Partial Sum Minimization of Singular Values Representation on Grassmann Manifolds
This work addresses subspace clustering for data with non-linear manifold structures, such as video analysis, but it is incremental as it builds upon existing low rank representation methods.
The paper tackled subspace clustering for high-dimensional data on Grassmann manifolds by proposing an extended low rank representation model that minimizes partial sums of singular values and integrates a Laplacian penalty, resulting in improved performance over state-of-the-art methods on human action video and scenery datasets.
As a significant subspace clustering method, low rank representation (LRR) has attracted great attention in recent years. To further improve the performance of LRR and extend its applications, there are several issues to be resolved. The nuclear norm in LRR does not sufficiently use the prior knowledge of the rank which is known in many practical problems. The LRR is designed for vectorial data from linear spaces, thus not suitable for high dimensional data with intrinsic non-linear manifold structure.
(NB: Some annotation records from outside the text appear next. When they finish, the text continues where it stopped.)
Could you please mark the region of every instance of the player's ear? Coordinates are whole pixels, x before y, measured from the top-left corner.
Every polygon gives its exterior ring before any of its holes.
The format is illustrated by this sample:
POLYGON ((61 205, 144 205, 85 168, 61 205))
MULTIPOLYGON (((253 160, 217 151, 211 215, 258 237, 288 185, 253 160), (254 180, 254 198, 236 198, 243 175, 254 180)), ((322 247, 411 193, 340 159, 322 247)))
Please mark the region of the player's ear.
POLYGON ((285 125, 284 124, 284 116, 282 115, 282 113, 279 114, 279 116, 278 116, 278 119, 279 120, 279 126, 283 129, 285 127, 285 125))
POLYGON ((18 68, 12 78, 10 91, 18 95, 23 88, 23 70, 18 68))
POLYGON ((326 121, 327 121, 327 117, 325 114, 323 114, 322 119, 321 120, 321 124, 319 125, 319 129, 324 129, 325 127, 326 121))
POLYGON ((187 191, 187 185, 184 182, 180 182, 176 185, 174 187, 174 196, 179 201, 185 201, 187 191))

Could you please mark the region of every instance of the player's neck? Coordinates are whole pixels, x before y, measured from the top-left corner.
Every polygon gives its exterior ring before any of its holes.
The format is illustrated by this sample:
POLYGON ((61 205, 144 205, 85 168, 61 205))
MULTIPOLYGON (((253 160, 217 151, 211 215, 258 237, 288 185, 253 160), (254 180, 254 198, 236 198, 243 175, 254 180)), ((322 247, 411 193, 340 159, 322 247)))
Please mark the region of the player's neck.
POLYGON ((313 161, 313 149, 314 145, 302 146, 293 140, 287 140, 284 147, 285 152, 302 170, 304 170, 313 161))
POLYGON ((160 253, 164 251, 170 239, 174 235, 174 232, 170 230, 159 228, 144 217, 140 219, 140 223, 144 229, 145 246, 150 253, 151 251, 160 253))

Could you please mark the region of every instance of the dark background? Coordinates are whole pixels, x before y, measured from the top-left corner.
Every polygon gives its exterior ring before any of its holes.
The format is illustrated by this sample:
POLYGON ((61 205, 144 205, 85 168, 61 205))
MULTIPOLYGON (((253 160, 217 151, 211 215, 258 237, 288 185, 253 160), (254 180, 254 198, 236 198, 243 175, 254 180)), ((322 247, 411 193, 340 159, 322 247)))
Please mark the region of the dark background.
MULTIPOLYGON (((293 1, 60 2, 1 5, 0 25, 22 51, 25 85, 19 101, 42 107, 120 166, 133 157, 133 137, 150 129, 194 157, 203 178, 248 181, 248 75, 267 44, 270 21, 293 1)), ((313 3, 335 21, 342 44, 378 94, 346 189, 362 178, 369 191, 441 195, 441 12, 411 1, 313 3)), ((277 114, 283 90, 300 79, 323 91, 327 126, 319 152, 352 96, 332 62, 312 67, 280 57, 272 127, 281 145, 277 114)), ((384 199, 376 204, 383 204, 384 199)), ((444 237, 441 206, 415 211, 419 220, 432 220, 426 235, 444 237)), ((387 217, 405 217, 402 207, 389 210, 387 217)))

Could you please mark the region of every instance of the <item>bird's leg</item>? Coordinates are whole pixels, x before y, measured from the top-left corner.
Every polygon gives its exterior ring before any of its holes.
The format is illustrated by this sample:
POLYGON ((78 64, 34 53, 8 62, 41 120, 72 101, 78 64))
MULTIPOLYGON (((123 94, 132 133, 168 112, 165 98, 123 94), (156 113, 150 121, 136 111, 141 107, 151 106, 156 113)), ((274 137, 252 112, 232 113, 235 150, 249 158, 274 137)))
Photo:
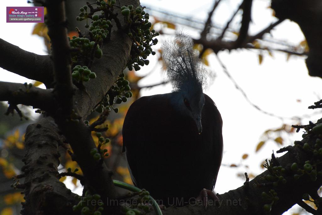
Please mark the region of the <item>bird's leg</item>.
POLYGON ((214 192, 212 191, 210 191, 206 189, 204 189, 200 191, 199 195, 197 197, 197 200, 202 200, 204 202, 204 208, 207 210, 208 208, 208 197, 211 197, 216 202, 219 201, 219 199, 218 198, 214 192))

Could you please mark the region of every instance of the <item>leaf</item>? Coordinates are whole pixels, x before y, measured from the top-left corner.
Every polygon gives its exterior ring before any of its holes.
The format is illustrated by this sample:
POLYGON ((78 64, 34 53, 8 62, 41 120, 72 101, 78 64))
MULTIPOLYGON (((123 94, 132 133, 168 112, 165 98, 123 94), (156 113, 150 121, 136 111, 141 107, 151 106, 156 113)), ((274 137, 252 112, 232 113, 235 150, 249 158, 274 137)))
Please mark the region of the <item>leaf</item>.
POLYGON ((152 30, 154 28, 154 25, 155 25, 156 23, 161 23, 163 24, 166 24, 167 27, 169 28, 171 28, 172 29, 175 29, 175 25, 169 22, 166 22, 165 21, 162 21, 160 20, 159 20, 157 19, 155 17, 154 18, 154 23, 153 23, 152 25, 151 25, 151 27, 150 28, 150 30, 152 30))
POLYGON ((208 60, 207 59, 207 57, 208 55, 210 54, 212 54, 213 52, 213 50, 211 49, 207 49, 204 53, 203 54, 202 56, 201 56, 202 61, 204 64, 206 66, 209 66, 209 62, 208 61, 208 60))
POLYGON ((5 208, 0 212, 0 215, 12 215, 14 211, 11 208, 5 208))
POLYGON ((260 63, 260 65, 263 62, 263 55, 261 54, 258 55, 258 61, 260 63))
POLYGON ((254 45, 254 47, 256 49, 260 48, 260 44, 257 40, 254 40, 252 43, 254 45))
POLYGON ((3 197, 3 200, 7 205, 13 205, 24 201, 24 196, 20 192, 7 194, 3 197))
POLYGON ((243 159, 246 159, 248 157, 248 154, 244 154, 242 156, 242 158, 243 159))
POLYGON ((256 152, 257 152, 258 151, 258 150, 260 149, 260 148, 263 146, 265 143, 265 141, 260 141, 258 143, 258 144, 257 144, 257 146, 256 147, 256 152))
POLYGON ((277 142, 278 143, 279 143, 280 145, 283 145, 283 139, 280 137, 277 137, 274 141, 277 142))
POLYGON ((33 83, 33 85, 34 87, 38 87, 39 85, 42 84, 43 84, 43 83, 42 82, 38 81, 36 81, 36 82, 33 83))

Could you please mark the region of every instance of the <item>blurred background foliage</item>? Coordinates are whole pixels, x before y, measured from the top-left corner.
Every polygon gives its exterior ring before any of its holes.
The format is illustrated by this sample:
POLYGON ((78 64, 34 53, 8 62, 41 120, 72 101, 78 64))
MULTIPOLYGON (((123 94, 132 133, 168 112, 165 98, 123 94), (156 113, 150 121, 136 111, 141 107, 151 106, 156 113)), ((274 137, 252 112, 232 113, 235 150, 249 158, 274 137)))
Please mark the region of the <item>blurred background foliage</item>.
MULTIPOLYGON (((85 29, 82 28, 82 25, 79 22, 77 22, 75 18, 78 13, 78 10, 75 8, 80 7, 85 4, 86 1, 72 0, 66 1, 66 14, 69 20, 69 36, 71 37, 73 35, 78 35, 75 30, 76 26, 78 27, 83 31, 85 29)), ((36 5, 37 4, 36 4, 36 5)), ((45 10, 45 14, 46 11, 45 10)), ((151 16, 153 16, 153 15, 151 16)), ((162 35, 168 34, 166 32, 169 29, 175 29, 178 24, 175 22, 169 21, 169 19, 164 19, 164 17, 161 18, 157 16, 154 16, 153 19, 151 29, 154 28, 160 33, 162 35)), ((83 28, 83 27, 82 27, 83 28)), ((43 39, 44 43, 47 47, 48 53, 50 52, 50 39, 47 34, 47 29, 44 23, 37 23, 35 25, 32 34, 39 35, 43 39)), ((233 32, 233 34, 237 34, 238 32, 233 32)), ((254 45, 258 47, 260 47, 260 44, 256 41, 254 45)), ((194 48, 196 50, 201 51, 203 50, 202 47, 199 44, 195 44, 194 48)), ((308 46, 306 41, 303 41, 298 44, 297 48, 298 50, 308 51, 308 46)), ((162 51, 160 49, 155 50, 157 53, 158 58, 158 62, 157 64, 162 63, 162 59, 161 57, 162 51)), ((206 66, 209 65, 208 62, 208 56, 212 54, 213 52, 209 49, 203 51, 201 58, 206 66)), ((268 55, 273 57, 271 52, 267 52, 268 55)), ((288 60, 291 54, 288 54, 288 60)), ((259 63, 261 64, 262 62, 264 55, 262 53, 258 54, 259 63)), ((159 65, 159 64, 158 64, 159 65)), ((153 70, 156 68, 153 66, 150 66, 153 70)), ((164 81, 156 84, 151 85, 145 87, 139 87, 138 82, 144 78, 144 76, 137 76, 134 71, 128 71, 126 70, 124 71, 126 74, 126 79, 130 83, 131 91, 133 93, 133 96, 129 99, 128 102, 122 103, 118 107, 119 109, 118 113, 111 112, 108 117, 108 120, 103 124, 100 126, 104 127, 107 126, 109 128, 107 131, 102 133, 104 137, 109 138, 111 141, 108 143, 103 145, 102 149, 108 150, 109 155, 106 157, 105 162, 109 169, 114 173, 113 179, 122 181, 126 183, 132 184, 132 181, 126 165, 125 156, 122 154, 122 128, 123 122, 127 112, 131 104, 135 100, 140 97, 140 91, 145 88, 150 88, 159 85, 167 83, 164 81)), ((147 75, 149 75, 148 73, 147 75)), ((34 85, 37 86, 42 84, 39 82, 35 82, 33 83, 34 85)), ((299 101, 299 102, 300 102, 299 101)), ((5 113, 6 111, 7 105, 4 103, 0 103, 0 112, 5 113)), ((30 109, 26 107, 21 106, 19 108, 24 113, 25 116, 29 117, 30 115, 30 109)), ((90 124, 96 120, 99 117, 99 114, 93 112, 86 119, 88 120, 90 124)), ((41 116, 39 117, 42 117, 41 116)), ((11 178, 14 176, 19 174, 23 163, 21 161, 23 156, 24 149, 24 132, 27 125, 36 121, 37 118, 21 120, 17 114, 13 116, 3 117, 0 121, 0 215, 14 215, 19 214, 21 208, 20 202, 24 201, 23 195, 20 191, 17 191, 10 187, 10 184, 13 183, 11 178)), ((300 119, 296 122, 294 124, 301 123, 300 119)), ((253 152, 257 152, 261 150, 265 145, 270 144, 274 144, 278 145, 280 148, 292 144, 292 142, 289 138, 289 135, 295 132, 294 128, 290 125, 283 124, 279 127, 267 129, 264 131, 261 137, 259 140, 257 144, 254 143, 253 152)), ((98 144, 98 138, 93 132, 92 136, 97 145, 98 144)), ((68 146, 66 146, 68 149, 68 146)), ((72 161, 71 157, 69 153, 69 151, 71 150, 68 149, 66 150, 61 149, 60 158, 61 165, 59 167, 60 172, 65 171, 69 168, 73 171, 76 169, 79 170, 77 173, 81 174, 81 170, 76 162, 72 161)), ((255 173, 252 173, 249 169, 249 167, 245 162, 247 159, 251 156, 253 152, 241 152, 240 161, 239 163, 223 163, 222 165, 229 167, 232 168, 237 168, 240 171, 236 171, 237 177, 244 178, 245 170, 249 171, 248 175, 251 179, 255 176, 255 173), (242 168, 240 168, 242 167, 242 168)), ((265 161, 261 162, 260 161, 258 165, 262 168, 262 164, 265 162, 265 161)), ((68 186, 71 184, 73 184, 74 188, 69 187, 73 190, 77 188, 81 188, 79 182, 75 178, 70 179, 67 180, 66 176, 62 177, 60 181, 63 182, 68 186)), ((120 190, 120 192, 124 192, 124 190, 120 190)), ((320 189, 319 193, 321 192, 320 189)), ((315 207, 314 204, 309 201, 306 201, 308 204, 310 204, 312 207, 315 207)), ((299 214, 303 212, 301 209, 298 210, 298 212, 294 213, 293 215, 299 214)))

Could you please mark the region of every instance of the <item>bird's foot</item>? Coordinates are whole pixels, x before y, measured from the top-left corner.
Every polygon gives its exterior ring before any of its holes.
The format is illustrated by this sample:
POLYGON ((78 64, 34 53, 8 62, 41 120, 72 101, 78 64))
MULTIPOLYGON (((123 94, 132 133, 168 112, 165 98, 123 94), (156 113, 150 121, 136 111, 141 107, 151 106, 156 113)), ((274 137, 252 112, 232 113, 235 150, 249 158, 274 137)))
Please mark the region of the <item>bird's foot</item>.
POLYGON ((206 189, 203 189, 202 190, 200 191, 200 193, 199 195, 197 197, 197 200, 198 201, 202 201, 204 205, 204 209, 207 210, 208 208, 208 205, 209 204, 209 198, 210 197, 214 201, 214 203, 219 201, 219 199, 218 198, 215 193, 212 191, 210 191, 206 189))

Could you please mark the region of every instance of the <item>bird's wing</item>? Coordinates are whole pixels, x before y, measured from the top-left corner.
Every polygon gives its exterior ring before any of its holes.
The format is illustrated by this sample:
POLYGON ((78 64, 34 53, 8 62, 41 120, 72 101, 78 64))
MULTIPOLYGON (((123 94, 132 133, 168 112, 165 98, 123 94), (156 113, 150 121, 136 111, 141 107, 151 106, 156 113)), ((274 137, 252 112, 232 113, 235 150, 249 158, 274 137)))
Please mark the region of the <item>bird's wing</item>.
POLYGON ((218 109, 213 100, 206 94, 204 94, 205 97, 205 105, 204 107, 207 109, 205 110, 207 117, 208 119, 211 119, 211 126, 213 129, 211 131, 212 133, 212 140, 213 146, 214 147, 213 156, 215 165, 214 171, 215 173, 213 182, 213 189, 214 188, 215 185, 217 181, 220 165, 221 164, 222 160, 223 159, 223 140, 222 128, 223 120, 221 115, 218 109))

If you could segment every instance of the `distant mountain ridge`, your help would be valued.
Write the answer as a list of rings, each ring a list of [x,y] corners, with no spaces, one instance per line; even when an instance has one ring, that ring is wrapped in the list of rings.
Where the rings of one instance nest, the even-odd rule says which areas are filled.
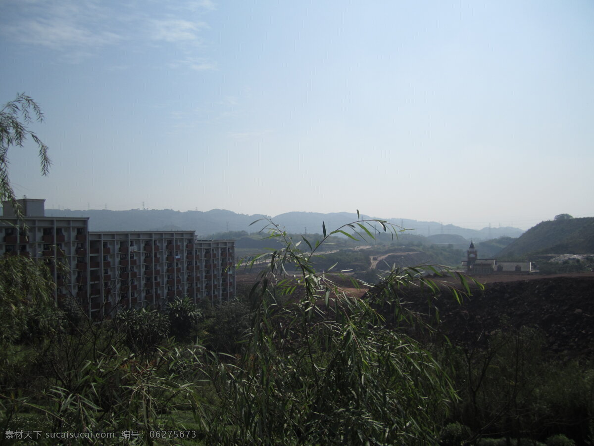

This paper proposes an extended LRR model for manifold-valued Grassmann data which incorporates prior knowledge by minimizing partial sum of singular values instead of the nuclear norm, namely Partial Sum minimization of Singular Values Representation (GPSSVR). The new model not only enforces the global structure of data in low rank, but also retains important information by minimizing only smaller singular values. To further maintain the local structures among Grassmann points, we also integrate the Laplacian penalty with GPSSVR. An effective algorithm is proposed to solve the optimization problem based on the GPSSVR model. The proposed model and algorithms are assessed on some widely used human action video datasets and a real scenery dataset. The experimental results show that the proposed methods obviously outperform other state-of-the-art methods.